The next thing farmers should track is inventory.
“Inventory should include all items held for sale or for use whether raised or purchased that are unsold at the end of the year,” Urban said. “Livestock held primarily for sale must be included in that inventory.”
Growing crops are not required to be put in inventory unless the crop has a pre-productive period of more than two years, something, Urban said, that rarely happens in this area.
“Most crops are planted and harvested within a year,” she said.
Urban next defined capital expenses.
“Capital expenses should include payments for acquisition improvements or restoration of any assets that is expected to last more than one year,” she said. “They are generally not deductible, but may be depreciated. Land is never deductible, nor depreciated. It is an investment. Land improvements can be depreciated.”
Urban said some capital expenses do not have to be depreciated over five or seven years, but rather can be counted as an expense in the year of purchase.
“Your records on your capital expenditures should show the purchase price, the costs of any improvements you’ve made, when and how the item was aquired, any depreciations or deductions that have been taken over the years since you’ve owned that piece of equipment,” she said.
No matter what, Urban said farmers must keep supporting documents on all transactions.
“You should have an invoice or a receipt,” she said. “If you ever do get audited, a canceled check alone is not proof that it’s a farm expense.”
Urban said taxpayers can be audited for up to three years after a return is filed or the due date, whichever is the latest.
“We usually recommend you keep them a little longer than that just to be safe,” she said. “We recommend that you always keep your tax returns because if they ever wanted to accuse you of fraud, you have proof that you filed that tax return.”
Urban said personal expenses cannot be deducted, and this includes any that, in some way, relate to farm business.
“Your personal expenses include expenses paid on your property you use for your home, any life insurance, maintenance on your personal vehicle and your household expenses,” she said. “Your electricity you pay for your house is not a deductible expense.”
Personal expenses also include the purchasing or raising of livestock or products that are used for family consumption.
Urban then outlined some examples of non-deductible items, including the loss of growing plants, produce or crops and repayment of loans.
“Loss of livestock raised that die if you’ve deducted the cost of raising them as an expense,” she said. “You have livestock that was born on your farm.

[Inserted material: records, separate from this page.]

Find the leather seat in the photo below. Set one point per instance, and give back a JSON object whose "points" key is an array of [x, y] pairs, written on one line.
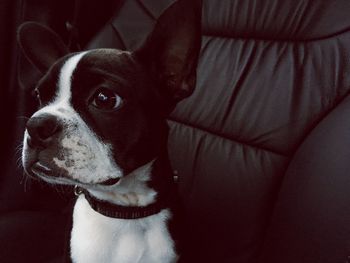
{"points": [[262, 147]]}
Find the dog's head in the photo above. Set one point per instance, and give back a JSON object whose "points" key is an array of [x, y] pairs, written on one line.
{"points": [[102, 112]]}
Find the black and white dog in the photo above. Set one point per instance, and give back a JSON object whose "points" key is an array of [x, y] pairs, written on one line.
{"points": [[102, 127]]}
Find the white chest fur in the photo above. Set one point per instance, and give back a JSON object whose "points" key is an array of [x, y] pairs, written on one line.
{"points": [[99, 239]]}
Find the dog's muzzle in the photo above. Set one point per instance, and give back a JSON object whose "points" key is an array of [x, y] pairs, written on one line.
{"points": [[41, 130]]}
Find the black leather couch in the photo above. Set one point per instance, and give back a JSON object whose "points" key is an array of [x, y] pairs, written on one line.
{"points": [[262, 147]]}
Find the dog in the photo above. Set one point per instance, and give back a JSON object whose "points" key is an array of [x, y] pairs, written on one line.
{"points": [[101, 127]]}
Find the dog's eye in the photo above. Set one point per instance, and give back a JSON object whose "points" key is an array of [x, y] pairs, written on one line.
{"points": [[106, 99]]}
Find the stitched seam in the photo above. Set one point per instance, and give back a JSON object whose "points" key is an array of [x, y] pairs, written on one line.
{"points": [[295, 41], [223, 136]]}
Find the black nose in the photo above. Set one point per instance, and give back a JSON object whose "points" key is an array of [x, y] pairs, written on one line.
{"points": [[41, 129]]}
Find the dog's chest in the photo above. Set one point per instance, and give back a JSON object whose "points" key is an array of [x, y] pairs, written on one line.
{"points": [[96, 238]]}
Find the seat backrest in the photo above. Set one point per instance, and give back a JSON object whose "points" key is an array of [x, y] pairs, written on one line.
{"points": [[269, 72]]}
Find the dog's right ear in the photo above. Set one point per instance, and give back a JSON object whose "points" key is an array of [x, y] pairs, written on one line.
{"points": [[41, 45]]}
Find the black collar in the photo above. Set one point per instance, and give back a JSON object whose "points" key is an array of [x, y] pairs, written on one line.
{"points": [[122, 212]]}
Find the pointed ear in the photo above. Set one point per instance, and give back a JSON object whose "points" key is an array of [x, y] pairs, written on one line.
{"points": [[172, 49], [40, 44]]}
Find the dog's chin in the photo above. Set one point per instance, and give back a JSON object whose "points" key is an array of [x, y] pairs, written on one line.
{"points": [[55, 176]]}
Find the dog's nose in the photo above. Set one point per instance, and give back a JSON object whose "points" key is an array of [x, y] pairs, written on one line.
{"points": [[41, 129]]}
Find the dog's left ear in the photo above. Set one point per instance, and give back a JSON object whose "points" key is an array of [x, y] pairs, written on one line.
{"points": [[171, 51], [41, 45]]}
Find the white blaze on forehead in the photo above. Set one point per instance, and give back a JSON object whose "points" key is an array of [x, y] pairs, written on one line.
{"points": [[82, 154], [65, 77]]}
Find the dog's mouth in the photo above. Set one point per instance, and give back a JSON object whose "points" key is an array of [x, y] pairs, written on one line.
{"points": [[45, 172], [110, 182]]}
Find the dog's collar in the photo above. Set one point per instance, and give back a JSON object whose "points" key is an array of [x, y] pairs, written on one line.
{"points": [[118, 211]]}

You’ve fed them all through the years. You have deducted that feed. When that particular animal dies, there’s no deduction to take at that point.”
“You can elect to postpone some or all crop insurance proceeds as income till the following year if you meet these conditions,” she said. “You have to be a cash basis taxpayer. You receive the crop insurance proceeds in the same year as the damage. You can show that under normal business practices, you would defer that crop to the next year.”
“There’s also options to defer livestock sales if the livestock sales is because of drought and is something that you would not normally do,” she said.
Urban said farmers can also take advantage of income averaging, which allows them to take income from the past three years and find what is the average amount of income for that period.
“This is a very good advantage if you have a lot of farm income in the third year, but in one of the last three years, you had a loss or you had very little income,” she said. “That could put you at a lower tax rate.”
Finally, Urban talked about unemployment, something she said the agriculture industry is not subject to.
“You’re not subject to state unemployment or federal unemployment until you have paid out so much per quarter to your employees,” she said.